As of the census of 2000, there were 5,128 people, 1,866 households, and 1,416 families residing in the town. The population density was 140.5 PD/sqmi. There were 2,001 housing units at an average density of 54.8 /sqmi. The racial makeup of the town was 97.15% White, 1.09% African American, 0.31% Native American, 0.37% Asian, 0.23% from other races, and 0.84% from two or more races. Hispanic or Latino of any race were 0.84% of the population.

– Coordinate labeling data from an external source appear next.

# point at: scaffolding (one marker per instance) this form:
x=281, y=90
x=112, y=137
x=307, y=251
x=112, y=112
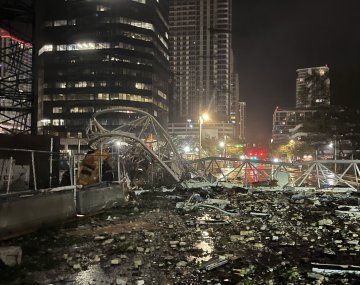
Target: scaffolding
x=16, y=92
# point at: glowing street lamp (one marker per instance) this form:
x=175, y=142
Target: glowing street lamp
x=187, y=149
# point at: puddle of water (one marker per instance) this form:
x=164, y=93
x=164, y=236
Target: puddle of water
x=206, y=244
x=93, y=275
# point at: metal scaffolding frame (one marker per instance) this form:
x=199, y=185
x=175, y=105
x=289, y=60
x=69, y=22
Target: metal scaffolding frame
x=16, y=94
x=17, y=101
x=319, y=173
x=144, y=132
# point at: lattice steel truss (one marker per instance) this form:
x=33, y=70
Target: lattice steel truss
x=16, y=96
x=143, y=132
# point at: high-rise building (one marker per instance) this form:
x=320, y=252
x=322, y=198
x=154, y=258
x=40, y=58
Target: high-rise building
x=313, y=87
x=200, y=58
x=95, y=55
x=286, y=119
x=242, y=118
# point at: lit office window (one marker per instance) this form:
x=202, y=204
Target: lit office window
x=60, y=84
x=143, y=86
x=57, y=110
x=82, y=110
x=58, y=122
x=61, y=47
x=162, y=94
x=72, y=22
x=58, y=23
x=46, y=48
x=102, y=8
x=103, y=96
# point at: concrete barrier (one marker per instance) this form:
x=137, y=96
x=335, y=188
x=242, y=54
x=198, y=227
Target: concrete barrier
x=23, y=214
x=28, y=211
x=92, y=200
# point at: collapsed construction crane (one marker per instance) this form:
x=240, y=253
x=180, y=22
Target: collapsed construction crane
x=139, y=142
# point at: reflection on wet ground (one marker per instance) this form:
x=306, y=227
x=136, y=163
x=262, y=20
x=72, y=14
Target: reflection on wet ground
x=275, y=239
x=206, y=245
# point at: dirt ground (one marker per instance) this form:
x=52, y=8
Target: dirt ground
x=261, y=237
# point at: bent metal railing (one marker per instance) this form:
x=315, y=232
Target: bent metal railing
x=319, y=173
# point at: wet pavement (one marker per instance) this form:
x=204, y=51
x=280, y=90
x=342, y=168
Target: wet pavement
x=271, y=238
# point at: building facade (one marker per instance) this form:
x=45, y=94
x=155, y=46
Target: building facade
x=285, y=120
x=208, y=130
x=200, y=58
x=96, y=55
x=313, y=87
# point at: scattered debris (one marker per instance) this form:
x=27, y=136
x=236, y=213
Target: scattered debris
x=10, y=255
x=209, y=235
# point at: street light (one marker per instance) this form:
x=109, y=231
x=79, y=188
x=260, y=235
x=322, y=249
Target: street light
x=187, y=149
x=202, y=119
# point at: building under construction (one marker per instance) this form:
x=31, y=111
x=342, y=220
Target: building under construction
x=16, y=72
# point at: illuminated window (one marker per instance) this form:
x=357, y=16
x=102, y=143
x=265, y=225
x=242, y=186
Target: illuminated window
x=72, y=22
x=60, y=23
x=57, y=110
x=103, y=96
x=143, y=86
x=134, y=23
x=58, y=122
x=45, y=48
x=80, y=84
x=58, y=97
x=60, y=84
x=61, y=47
x=162, y=94
x=82, y=110
x=101, y=8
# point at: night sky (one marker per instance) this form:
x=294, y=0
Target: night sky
x=273, y=38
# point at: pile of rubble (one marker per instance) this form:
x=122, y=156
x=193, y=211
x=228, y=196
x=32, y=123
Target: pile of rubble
x=201, y=236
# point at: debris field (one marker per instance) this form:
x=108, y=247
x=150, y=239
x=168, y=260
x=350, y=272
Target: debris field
x=199, y=236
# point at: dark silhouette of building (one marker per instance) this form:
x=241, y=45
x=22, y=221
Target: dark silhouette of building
x=313, y=87
x=94, y=55
x=200, y=58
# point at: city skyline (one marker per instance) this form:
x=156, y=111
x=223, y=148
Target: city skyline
x=273, y=39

There were 1,866 households, out of which 38.6% had children under the age of 18 living with them, 60.5% were married couples living together, 10.0% had a female householder with no husband present, and 24.1% were non-families. 16.8% of all households were made up of individuals, and 5.5% had someone living alone who was 65 years of age or older. The average household size was 2.71 and the average family size was 3.03.

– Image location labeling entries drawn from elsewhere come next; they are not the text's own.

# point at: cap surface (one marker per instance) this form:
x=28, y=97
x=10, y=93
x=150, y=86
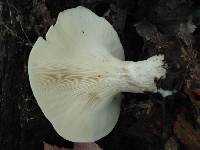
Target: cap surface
x=66, y=77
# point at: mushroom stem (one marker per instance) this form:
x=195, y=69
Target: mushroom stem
x=86, y=146
x=138, y=77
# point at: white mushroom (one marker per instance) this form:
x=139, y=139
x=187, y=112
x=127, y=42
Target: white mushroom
x=77, y=73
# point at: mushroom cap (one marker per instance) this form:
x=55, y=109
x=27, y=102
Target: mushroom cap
x=66, y=77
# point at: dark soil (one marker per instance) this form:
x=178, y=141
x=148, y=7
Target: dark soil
x=146, y=28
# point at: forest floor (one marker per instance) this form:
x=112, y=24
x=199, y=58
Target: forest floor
x=147, y=121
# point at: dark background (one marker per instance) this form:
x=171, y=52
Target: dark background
x=145, y=28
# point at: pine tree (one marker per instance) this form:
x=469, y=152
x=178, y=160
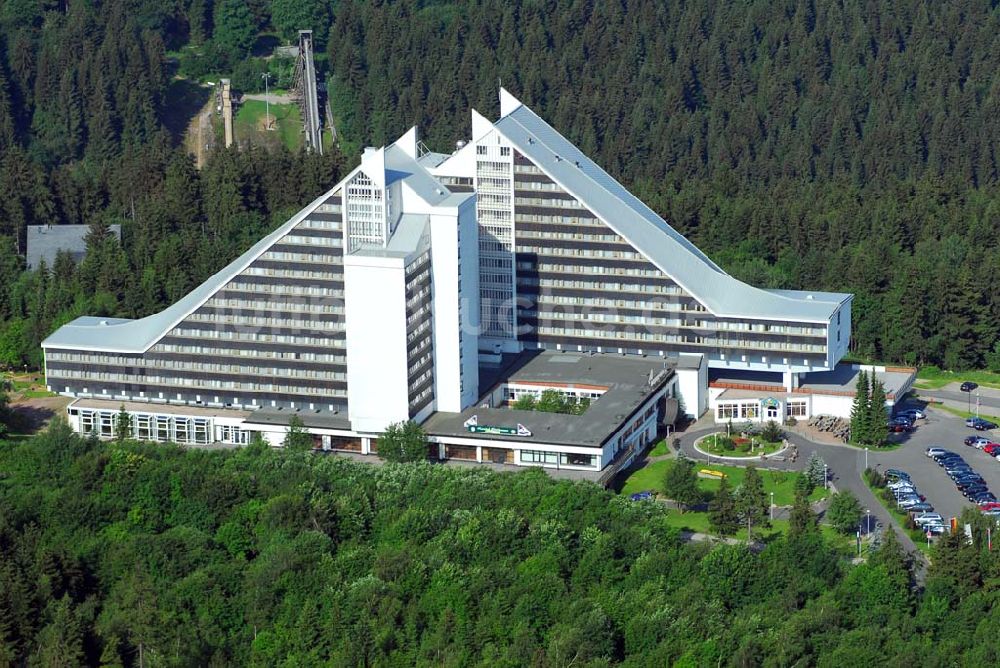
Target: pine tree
x=802, y=519
x=816, y=470
x=859, y=410
x=878, y=432
x=722, y=515
x=751, y=499
x=123, y=425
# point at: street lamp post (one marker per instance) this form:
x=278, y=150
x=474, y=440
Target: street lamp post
x=266, y=76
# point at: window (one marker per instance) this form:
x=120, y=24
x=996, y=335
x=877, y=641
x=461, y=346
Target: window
x=795, y=409
x=727, y=411
x=576, y=459
x=539, y=457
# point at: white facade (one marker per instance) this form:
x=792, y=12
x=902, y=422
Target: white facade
x=374, y=298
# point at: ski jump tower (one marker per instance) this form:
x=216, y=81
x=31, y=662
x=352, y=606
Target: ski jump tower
x=306, y=92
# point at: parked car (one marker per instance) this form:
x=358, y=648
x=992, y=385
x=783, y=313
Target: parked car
x=971, y=491
x=922, y=507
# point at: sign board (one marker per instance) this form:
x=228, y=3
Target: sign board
x=472, y=425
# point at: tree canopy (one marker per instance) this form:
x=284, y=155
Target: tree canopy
x=262, y=556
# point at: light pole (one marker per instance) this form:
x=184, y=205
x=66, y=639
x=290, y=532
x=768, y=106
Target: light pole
x=266, y=76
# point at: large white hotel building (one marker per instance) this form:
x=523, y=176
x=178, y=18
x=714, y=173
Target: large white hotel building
x=437, y=288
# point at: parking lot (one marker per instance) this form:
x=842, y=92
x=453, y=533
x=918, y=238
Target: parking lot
x=940, y=429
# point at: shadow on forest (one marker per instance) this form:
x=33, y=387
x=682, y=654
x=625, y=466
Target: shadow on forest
x=31, y=418
x=184, y=100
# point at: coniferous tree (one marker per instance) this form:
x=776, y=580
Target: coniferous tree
x=860, y=410
x=802, y=519
x=816, y=470
x=751, y=499
x=722, y=515
x=877, y=430
x=123, y=425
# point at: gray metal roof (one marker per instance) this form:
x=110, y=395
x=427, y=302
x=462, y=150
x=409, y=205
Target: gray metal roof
x=625, y=377
x=137, y=336
x=624, y=213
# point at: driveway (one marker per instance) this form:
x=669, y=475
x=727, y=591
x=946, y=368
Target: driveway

In the town, the population was spread out, with 28.2% under the age of 18, 7.5% from 18 to 24, 30.9% from 25 to 44, 24.6% from 45 to 64, and 8.8% who were 65 years of age or older. The median age was 36 years. For every 100 females, there were 101.7 males. For every 100 females age 18 and over, there were 99.3 males.

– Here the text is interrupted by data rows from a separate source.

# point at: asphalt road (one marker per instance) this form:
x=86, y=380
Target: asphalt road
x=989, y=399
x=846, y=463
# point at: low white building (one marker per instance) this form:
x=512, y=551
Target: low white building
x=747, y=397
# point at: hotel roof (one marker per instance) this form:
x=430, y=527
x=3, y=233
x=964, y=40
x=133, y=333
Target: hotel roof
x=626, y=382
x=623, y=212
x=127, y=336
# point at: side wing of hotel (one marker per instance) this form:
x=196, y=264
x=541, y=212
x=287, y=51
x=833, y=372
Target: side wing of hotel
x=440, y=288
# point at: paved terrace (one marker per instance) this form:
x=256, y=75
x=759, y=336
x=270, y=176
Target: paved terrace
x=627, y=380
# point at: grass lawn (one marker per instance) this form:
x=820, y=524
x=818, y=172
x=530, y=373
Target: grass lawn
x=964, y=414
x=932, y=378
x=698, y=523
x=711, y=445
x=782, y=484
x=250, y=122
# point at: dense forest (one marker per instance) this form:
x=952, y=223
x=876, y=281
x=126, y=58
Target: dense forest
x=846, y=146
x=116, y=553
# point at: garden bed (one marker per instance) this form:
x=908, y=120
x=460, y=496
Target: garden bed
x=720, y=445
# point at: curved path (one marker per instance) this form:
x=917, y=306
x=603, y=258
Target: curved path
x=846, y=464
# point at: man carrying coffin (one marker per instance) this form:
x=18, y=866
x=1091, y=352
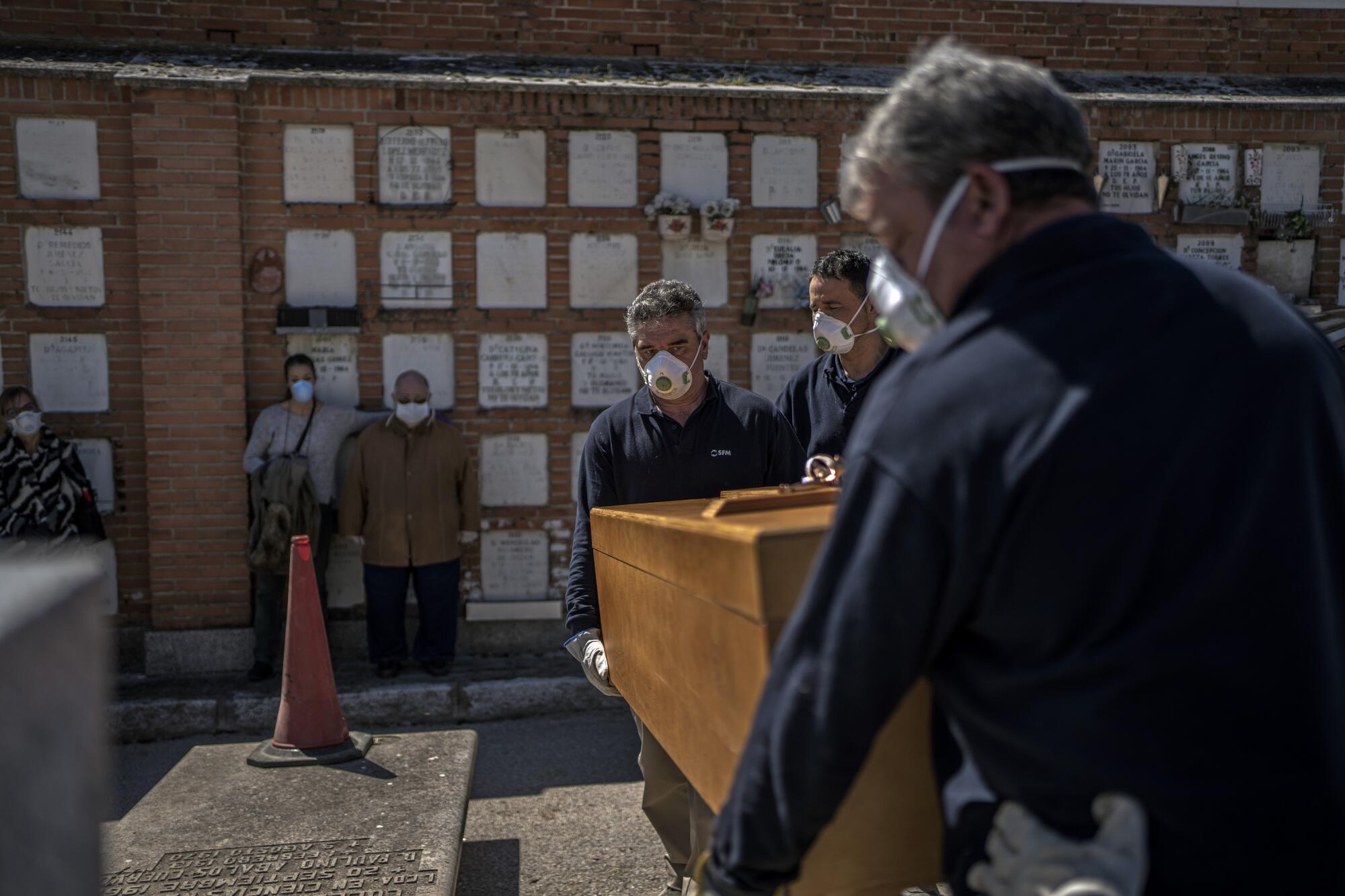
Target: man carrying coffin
x=684, y=435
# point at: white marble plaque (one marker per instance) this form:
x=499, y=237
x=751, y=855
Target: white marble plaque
x=416, y=270
x=69, y=370
x=704, y=266
x=514, y=471
x=321, y=268
x=513, y=370
x=319, y=163
x=516, y=564
x=512, y=271
x=786, y=261
x=338, y=368
x=512, y=169
x=1225, y=249
x=63, y=267
x=59, y=158
x=1208, y=173
x=695, y=166
x=430, y=353
x=415, y=166
x=1288, y=266
x=603, y=369
x=777, y=357
x=1132, y=171
x=605, y=270
x=785, y=173
x=603, y=169
x=96, y=458
x=1292, y=177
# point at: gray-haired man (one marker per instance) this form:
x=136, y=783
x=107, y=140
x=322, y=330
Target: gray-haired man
x=683, y=435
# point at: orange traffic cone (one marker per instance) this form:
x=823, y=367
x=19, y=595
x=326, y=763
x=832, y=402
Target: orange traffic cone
x=310, y=728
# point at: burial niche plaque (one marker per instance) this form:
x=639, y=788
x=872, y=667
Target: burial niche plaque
x=514, y=564
x=416, y=270
x=1132, y=170
x=510, y=271
x=512, y=169
x=513, y=370
x=695, y=166
x=603, y=169
x=785, y=173
x=319, y=163
x=430, y=353
x=59, y=158
x=603, y=369
x=69, y=370
x=514, y=471
x=415, y=166
x=64, y=267
x=605, y=270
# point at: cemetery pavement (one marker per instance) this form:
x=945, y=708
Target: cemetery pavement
x=555, y=807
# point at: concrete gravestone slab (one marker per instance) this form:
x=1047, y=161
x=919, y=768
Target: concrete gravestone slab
x=512, y=169
x=603, y=369
x=603, y=169
x=785, y=173
x=510, y=271
x=786, y=261
x=777, y=357
x=391, y=823
x=1132, y=171
x=695, y=166
x=415, y=166
x=516, y=564
x=1225, y=249
x=514, y=471
x=69, y=370
x=513, y=370
x=338, y=366
x=321, y=268
x=319, y=163
x=605, y=270
x=59, y=158
x=64, y=267
x=416, y=270
x=431, y=354
x=704, y=266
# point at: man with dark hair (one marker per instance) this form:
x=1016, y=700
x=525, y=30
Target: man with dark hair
x=824, y=399
x=683, y=435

The median income for a household in the town was $41,691, and the median income for a family was $45,262. Males had a median income of $33,242 versus $23,638 for females. The per capita income for the town was $18,294. About 7.4% of families and 9.6% of the population were below the poverty line, including 14.7% of those under age 18 and 1.0% of those age 65 or over.

Historical population
| Census | Pop. | Note | %± |
| 1850 | 2,110 |  | — |
| 1860 | 1,976 |  | −6.4% |
| 1870 | 1,684 |  | −14.8% |
| 1880 | 1,640 |  | −2.6% |
| 1890 | 1,456 |  | −11.2% |
| 1900 | 1,665 |  | 14.4% |
| 1910 | 1,588 |  | −4.6% |
| 1920 | 1,400 |  | −11.8% |
| 1930 | 1,350 |  | −3.6% |
| 1940 | 1,480 |  | 9.6% |
| 1950 | 1,585 |  | 7.1% |
| 1960 | 3,157 |  | 99.2% |
| 1970 | 2,884 |  | −8.6% |
| 1980 | 4,184 |  | 45.1% |
| 1990 | 4,787 |  | 14.4% |
| 2000 | 5,130 |  | 7.2% |
| 2010 | 5,181 |  | 1.0% |
| 2016 (est.) | 5,120 |  | −1.2% |
U.S. Decennial Census

== Communities and locations in Schuyler Falls ==
- Banker Corners - A location at the southwestern corner of the town.
- Fanlon Corners - A hamlet northwest of Schuyler Falls village.
- Macomb Reservation State Park - A state park in the southern part of the town.
- Morrisonville - A hamlet by the northern town line, partly in the Town of Plattsburgh.
- Norrisville - A former community located in the southern part of the town.
- Rock Corners - A hamlet north of Schuyler Falls village.
- Salmon River - An important stream in the southern part of the town, flowing through the hamlet of Schuyler Falls.
- Schuyler Falls - The hamlet of Schuyler Falls on NY Route 22B. The community claims to have been founded in 1641 and incorporated as a village in 1758. It is no longer an incorporated village.
- Woods Mill - A hamlet in the northwestern part of the town, west of Morrisonville, by the Saranac River.

==Notable people==
- Calvin Bridges (1889–1938), geneticist, was born in Schuyler Falls
- Joseph S. Sterling (1878-1959), businessman, entrepreneur, owner/operator of Alaska Silver Fox & Fur Company in Schuyler Falls with branches in Au Sable Chasm and Lake Placid

==Media==
- WOXR a classical music radio station. It is part of the Vermont Public Radio network and serves the Burlington, Vermont/Plattsburgh, New York area.